Credit card limits are increasing, so should we worry?
People are being granted higher credit card limits, according to new figures released June 13 by Experian, one of the “big-3” credit bureaus. However, data about late payments, published at the same time, suggest that consumers are generally managing the additional allowance responsibly, and few are encountering problems in making payments.
Credit card debt up
Experian’s study suggests that continuing rises over multiple quarters culminated in a 20-percent year-over-year increase in credit card limits during the first three months of 2013. That’s about $11 billion.
Drilling down into the data reveals year-over-year growth of about 30 percent in prime lending, and 42 percent among near-prime borrowers. That latter group comprises consumers who might have had financial problems in the past, but whose credit scores are higher than those in the subprime category.

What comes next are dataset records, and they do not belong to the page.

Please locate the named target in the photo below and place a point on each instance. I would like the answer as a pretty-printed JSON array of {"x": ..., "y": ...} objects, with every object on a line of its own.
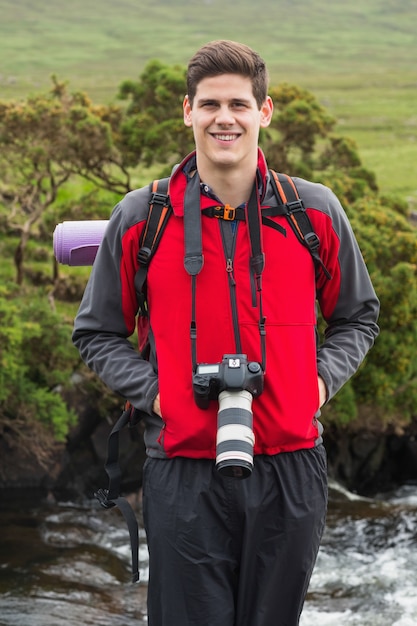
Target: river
[{"x": 69, "y": 564}]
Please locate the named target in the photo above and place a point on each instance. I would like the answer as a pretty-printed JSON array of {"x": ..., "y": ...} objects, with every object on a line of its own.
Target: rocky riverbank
[{"x": 365, "y": 460}]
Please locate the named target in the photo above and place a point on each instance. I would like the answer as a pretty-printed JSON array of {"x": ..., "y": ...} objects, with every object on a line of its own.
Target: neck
[{"x": 230, "y": 186}]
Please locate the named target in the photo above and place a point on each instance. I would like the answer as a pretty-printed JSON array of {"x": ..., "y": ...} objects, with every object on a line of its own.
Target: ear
[
  {"x": 267, "y": 110},
  {"x": 187, "y": 112}
]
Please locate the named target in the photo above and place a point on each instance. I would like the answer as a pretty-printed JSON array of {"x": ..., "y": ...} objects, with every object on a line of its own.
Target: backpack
[{"x": 290, "y": 205}]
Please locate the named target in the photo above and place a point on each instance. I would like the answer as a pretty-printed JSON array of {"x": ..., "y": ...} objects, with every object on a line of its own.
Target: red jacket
[{"x": 285, "y": 414}]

Credit card borrowing manageable
At least so far, lending to near-prime consumers seems to have paid off for credit card companies, with Experian reporting that delinquencies (accounts 30-180 days past due) remain near record lows. The number of those in more difficulty grew slightly, with “charge-offs” (industry jargon for when issuers write debts off their books and pass them for collection) nudging up to 4.3 percent from 3.9 percent during the first quarter of this year, a phenomenon the credit bureau described as a slight, seasonal uptick.
Indeed, Experian appears content that the additional debt potential remains at easily manageable levels. The company’s director of product management and strategy Linda Haran remarked in a statement, “There is clearly opportunity in the near-prime segment, and lenders are definitely starting to loosen their criteria to acquire some bankcard growth. We have always felt that near-prime consumers were ready to take on a little more debt than was being extended to them.” Haran continued, “This is a trend that we will continue to watch from a delinquency standpoint to get a sense of how near-prime paper is performing.”
All of which means that you today stand a better chance of seeing your credit card application approved than you have for some years. That’s a good thing, but only if you’re confident you can avoid becoming a statistic when delinquencies and charge-offs start to rise again.